Just when surrender to an endless sleep began, again, to look more appealing than continued pointless struggle against nature's hostile power, she saw strange lights at the top of the ravine, a couple of hundred yards upriver. She was so disoriented and her mind so anesthetized by the cold that for a while the pulsing crimson glow seemed eerie, mysterious, supernatural, as if she were staring upward at the wondrous radiance of a hovering, divine presence.
Gradually she realized that she was seeing the throb of police or ambulance beacons on the highway far above, and then she spotted the flashlight beams nearer at hand, like silver swords slashing the darkness. Rescuers had descended the ravine wall. They were maybe a hundred yards upriver, where the car had sunk.
She called to them. Her shout issued as a whisper. She tried again, with greater success, but they must not have heard her above the keening wind, for the flashlights continued to sweep back and forth over the same section of riverbank and turbulent water.

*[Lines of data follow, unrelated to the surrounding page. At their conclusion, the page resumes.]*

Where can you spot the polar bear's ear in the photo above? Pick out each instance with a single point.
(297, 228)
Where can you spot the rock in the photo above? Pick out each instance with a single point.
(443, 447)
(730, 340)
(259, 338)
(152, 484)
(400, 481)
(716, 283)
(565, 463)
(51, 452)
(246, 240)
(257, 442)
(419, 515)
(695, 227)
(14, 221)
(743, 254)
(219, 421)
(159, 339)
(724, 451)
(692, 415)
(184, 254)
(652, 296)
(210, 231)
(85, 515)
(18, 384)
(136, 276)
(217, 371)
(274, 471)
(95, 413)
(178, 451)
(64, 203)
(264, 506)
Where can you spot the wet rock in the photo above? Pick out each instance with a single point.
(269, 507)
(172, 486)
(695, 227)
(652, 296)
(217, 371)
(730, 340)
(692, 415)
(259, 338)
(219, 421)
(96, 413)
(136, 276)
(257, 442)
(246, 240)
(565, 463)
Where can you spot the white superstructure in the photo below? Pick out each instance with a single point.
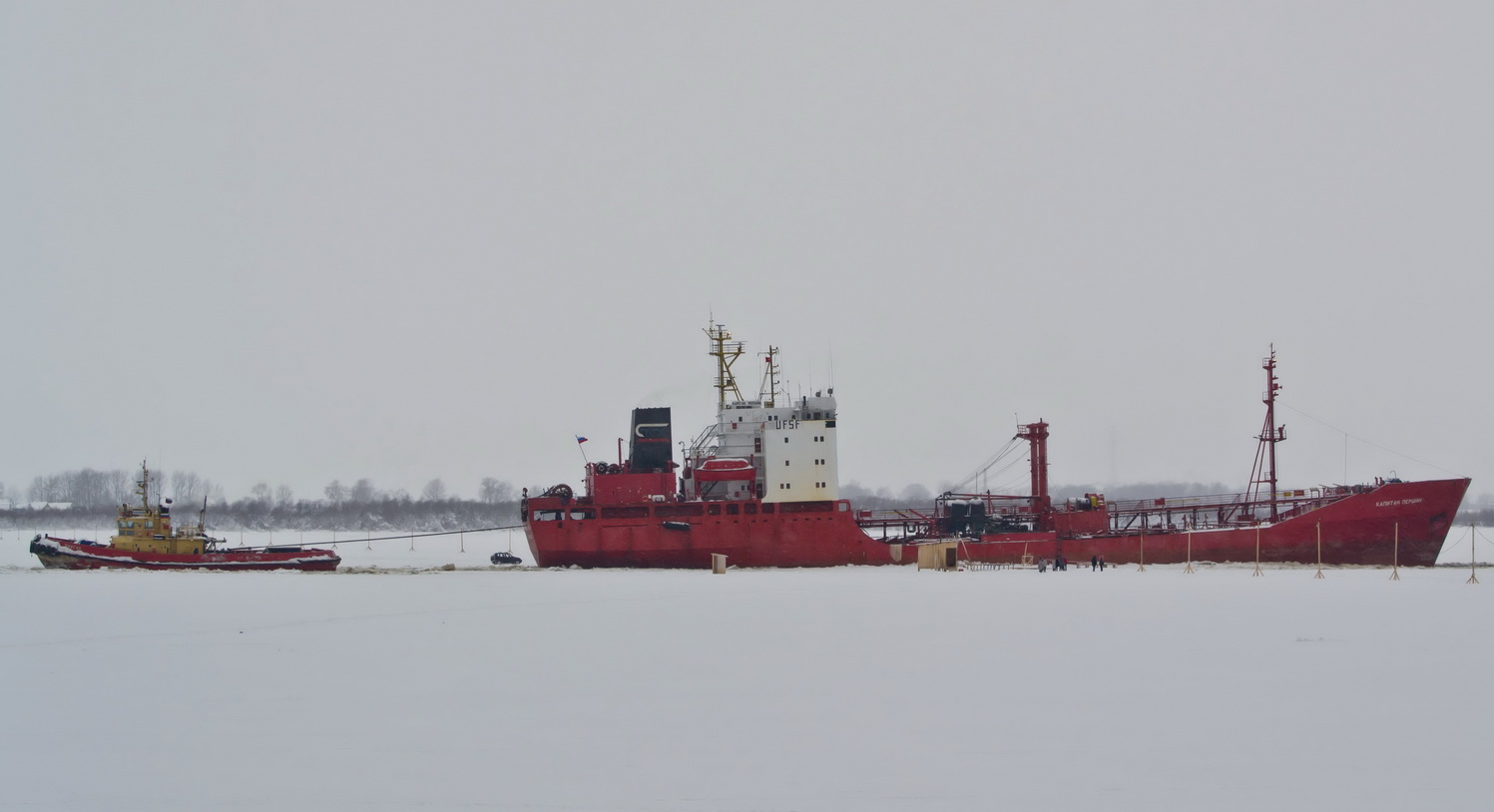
(760, 450)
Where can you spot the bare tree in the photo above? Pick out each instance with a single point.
(493, 492)
(363, 492)
(260, 493)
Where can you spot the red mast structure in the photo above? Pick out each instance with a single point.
(1036, 435)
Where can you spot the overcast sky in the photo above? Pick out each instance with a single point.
(299, 242)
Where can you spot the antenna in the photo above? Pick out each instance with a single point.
(768, 390)
(725, 351)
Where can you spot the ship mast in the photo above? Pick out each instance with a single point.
(768, 391)
(1264, 469)
(725, 351)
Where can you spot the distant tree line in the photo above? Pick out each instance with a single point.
(93, 499)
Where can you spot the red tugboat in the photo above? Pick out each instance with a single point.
(759, 486)
(147, 539)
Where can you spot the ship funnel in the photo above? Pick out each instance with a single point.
(649, 444)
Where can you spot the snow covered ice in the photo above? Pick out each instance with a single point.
(858, 688)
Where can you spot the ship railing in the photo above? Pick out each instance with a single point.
(709, 436)
(901, 523)
(1176, 514)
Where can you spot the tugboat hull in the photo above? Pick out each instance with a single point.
(90, 556)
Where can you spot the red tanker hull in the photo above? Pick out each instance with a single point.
(1401, 523)
(667, 535)
(75, 556)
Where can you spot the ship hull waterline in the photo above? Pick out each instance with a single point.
(1397, 523)
(74, 556)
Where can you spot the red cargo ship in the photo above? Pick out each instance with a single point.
(759, 487)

Suddenly she realized that Hatch was slipping out of her grasp again. His face was underwater.
With the abruptness of a switch being thrown, Lindsey's terror became anger again. She was angry with the truck driver for being caught in the mountains during a snowstorm, angry with herself for being so weak, angry with Hatch for reasons she could not define, angry with the cold and insistent river, and
Lindsey found greater strength in anger than in terror. She flexed her half-frozen hands, got a better grip on Hatch, pulled his head out of the water again, and let out a cry for help that was louder than the banshee voice of the wind. Upstream, the flashlight beams, as one, swung searchingly in her direction.